If you are going to understand what’s happening to your daughter’s body, you need to know what you’re working with. We offer you guides to vulvovaginal symptoms, conditions and common children’s vaginal conditions, and what to do about them so you can feel just as comfortable with a girl’s body as you would a boy.
We help you navigate the folds confidently.
Know your anatomy
Understanding how your child’s vulva and vagina are different to an adult woman’s is important, since it’s possible that your only experience with vaginas is in a sexual context with an adult, which is helpful but only up to a point.
This relationship to sexual contexts and lack of knowledge about even an adult woman’s body can make men shy away from making important investigations and decisions about their daughter’s body. While this is understandable, with a bit more knowledge on what’s going on inside and out, you can feel more confident in making executive decisions. Knowing the anatomy of a child’s vulva and vagina is your first step.
Call me by my name
You may be calling your daughter’s vagina or vulva by a name other than it’s real name, and now is the time to stop that cold turkey, and start naming body parts accurately.
Naming body parts accurately is important for a few reasons:
- If something goes wrong, your daughter can name at least the area that is sore accurately to you or to a doctor
- You and your daughter should feel comfortable referring to body parts by their real names, just like you would an arm or a finger
- Using proper names stops kids feeling the shame of their parents around their bodies – don’t give your girl a hangup – she’s already got a pretty hard go of it in that department
- If someone touches her inappropriately, your daughter can confidently speak up – ‘down there’ is pretty vague
To know what her body parts are called, you need to know, so you’ll need to check out the diagrams and figure out how much she needs to know based on her age and comprehension.
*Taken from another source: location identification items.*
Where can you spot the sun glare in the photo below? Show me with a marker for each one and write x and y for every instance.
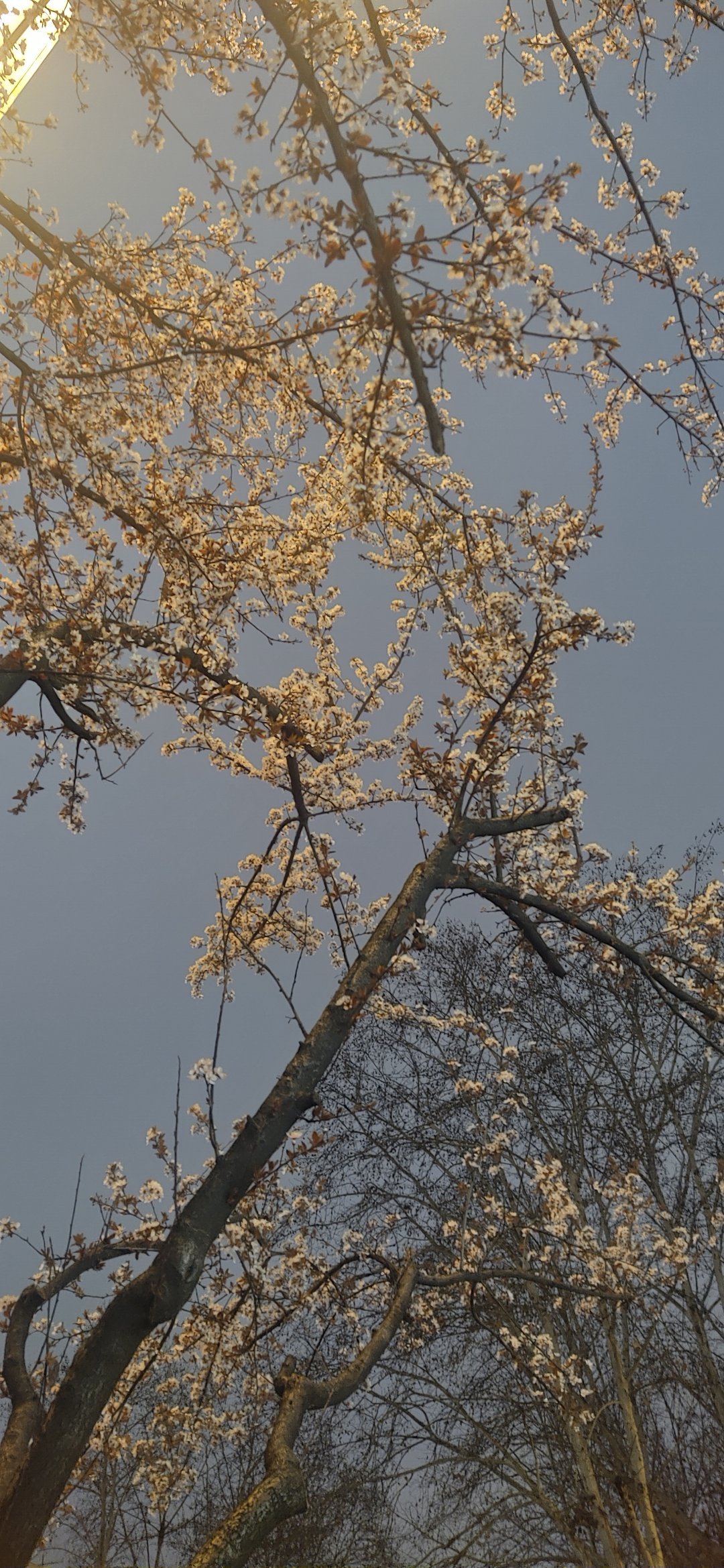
(29, 34)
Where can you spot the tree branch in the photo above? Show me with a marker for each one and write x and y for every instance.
(282, 1490)
(495, 893)
(349, 167)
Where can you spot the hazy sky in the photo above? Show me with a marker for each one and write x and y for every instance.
(96, 928)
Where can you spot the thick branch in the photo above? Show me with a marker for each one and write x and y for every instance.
(19, 667)
(282, 1490)
(499, 893)
(349, 167)
(25, 1405)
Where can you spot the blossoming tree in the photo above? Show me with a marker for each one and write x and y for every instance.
(195, 438)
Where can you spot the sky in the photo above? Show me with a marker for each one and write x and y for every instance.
(96, 928)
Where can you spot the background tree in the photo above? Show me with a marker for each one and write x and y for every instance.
(193, 440)
(560, 1159)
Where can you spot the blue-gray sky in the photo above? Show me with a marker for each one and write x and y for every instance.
(96, 928)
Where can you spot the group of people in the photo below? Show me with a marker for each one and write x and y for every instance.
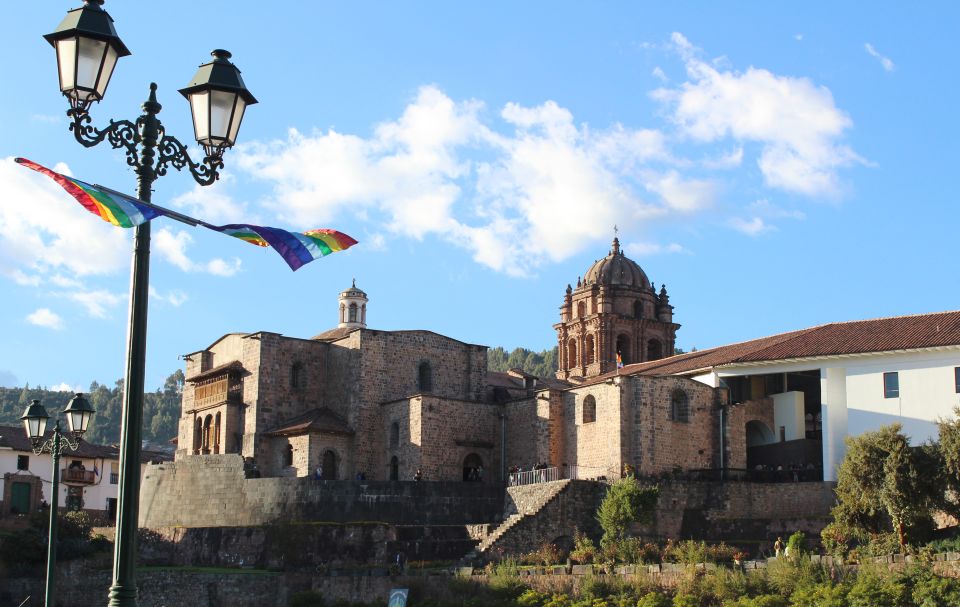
(534, 474)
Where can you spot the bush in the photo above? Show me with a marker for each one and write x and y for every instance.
(653, 599)
(584, 550)
(796, 544)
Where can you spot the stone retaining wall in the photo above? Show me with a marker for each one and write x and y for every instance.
(211, 491)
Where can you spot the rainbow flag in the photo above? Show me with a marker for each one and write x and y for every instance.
(121, 210)
(296, 249)
(118, 209)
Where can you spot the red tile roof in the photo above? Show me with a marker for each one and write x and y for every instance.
(852, 337)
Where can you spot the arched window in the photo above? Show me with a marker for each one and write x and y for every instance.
(473, 468)
(198, 437)
(216, 434)
(589, 409)
(425, 377)
(207, 433)
(329, 465)
(297, 376)
(394, 435)
(623, 348)
(679, 406)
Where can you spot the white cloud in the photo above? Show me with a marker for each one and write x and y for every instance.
(52, 232)
(751, 227)
(884, 61)
(175, 298)
(730, 160)
(213, 204)
(43, 317)
(173, 246)
(646, 249)
(684, 195)
(796, 122)
(98, 302)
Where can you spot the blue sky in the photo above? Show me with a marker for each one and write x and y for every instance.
(777, 165)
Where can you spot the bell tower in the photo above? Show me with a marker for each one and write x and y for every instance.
(353, 307)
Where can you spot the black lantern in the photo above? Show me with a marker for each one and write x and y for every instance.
(78, 413)
(217, 99)
(87, 51)
(35, 421)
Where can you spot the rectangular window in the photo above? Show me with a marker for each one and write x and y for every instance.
(891, 385)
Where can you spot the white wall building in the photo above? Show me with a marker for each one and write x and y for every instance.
(840, 379)
(88, 476)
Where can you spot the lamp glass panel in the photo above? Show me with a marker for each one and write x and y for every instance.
(221, 110)
(35, 426)
(67, 60)
(109, 62)
(199, 102)
(237, 118)
(89, 59)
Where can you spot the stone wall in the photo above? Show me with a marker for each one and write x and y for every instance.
(211, 491)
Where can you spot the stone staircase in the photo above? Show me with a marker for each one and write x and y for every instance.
(522, 503)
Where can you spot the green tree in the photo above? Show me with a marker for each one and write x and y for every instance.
(883, 484)
(626, 502)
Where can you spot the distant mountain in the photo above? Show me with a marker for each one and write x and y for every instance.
(161, 409)
(541, 364)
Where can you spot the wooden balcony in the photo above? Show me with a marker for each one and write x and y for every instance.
(75, 476)
(212, 392)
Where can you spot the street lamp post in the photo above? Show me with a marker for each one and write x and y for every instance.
(88, 48)
(35, 418)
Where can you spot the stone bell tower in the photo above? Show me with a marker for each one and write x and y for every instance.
(613, 310)
(353, 307)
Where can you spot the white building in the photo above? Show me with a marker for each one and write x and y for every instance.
(834, 380)
(89, 476)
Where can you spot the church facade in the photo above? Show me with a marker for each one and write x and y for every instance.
(356, 402)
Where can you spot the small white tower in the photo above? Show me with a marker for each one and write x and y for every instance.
(353, 307)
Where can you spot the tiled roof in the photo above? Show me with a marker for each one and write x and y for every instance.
(335, 334)
(315, 420)
(852, 337)
(230, 367)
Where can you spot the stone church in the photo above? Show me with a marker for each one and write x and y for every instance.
(355, 401)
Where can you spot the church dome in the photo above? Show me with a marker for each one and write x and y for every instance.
(616, 269)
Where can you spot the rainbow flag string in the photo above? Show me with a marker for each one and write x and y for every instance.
(121, 210)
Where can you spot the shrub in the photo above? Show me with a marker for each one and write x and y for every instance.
(626, 502)
(653, 599)
(584, 550)
(796, 543)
The most important names relate generally to the vagina and vulva – the inside is the vagina and the outside is the vulva. There is actually not one single name in English for the whole vulvovaginal area. Most people just call it the vagina, and mean the whole area, which is fine.
As she gets older and other things possibly go wrong, you can teach her other names for other areas, like vulva, labia, anus, clitoris, and perineum. You can do this teaching on a need-to-know basis as your child grows, but don’t shy away from it if it doesn’t come up – take your educational moments where you can, so that if later something comes up, your daughter has her words.
What can go wrong
Vulvovaginitis and infections
A child’s vagina has very little bacteria (good or bad) in it, because it is the influence of oestrogen that encourages friendly bacteria to grow.
Oestrogen, which only starts at puberty, causes the vaginal cells to produce glycogen (a sugar) that lactobacilli feed on. Without the oestrogen or glycogen, a prepubertal girl’s vagina is very much like her grandmother’s in many ways, sans the wrinkles and greys.
This can mean her putting the wrong things in or close to her vagina (think wiping from back to front, dirty toys or toilet paper, you name it) can cause infections, as there isn’t a lot to defend the vagina from invaders. Vulvovaginitis remains a common affliction of girls, but usually identifying the cause and removing it/treating it, solves the problem quickly.
Low to no oestrogen also makes her vulva and vagina look and behave in a unique way that will change once she hits puberty. This doesn’t matter a great deal, but it’s good to know.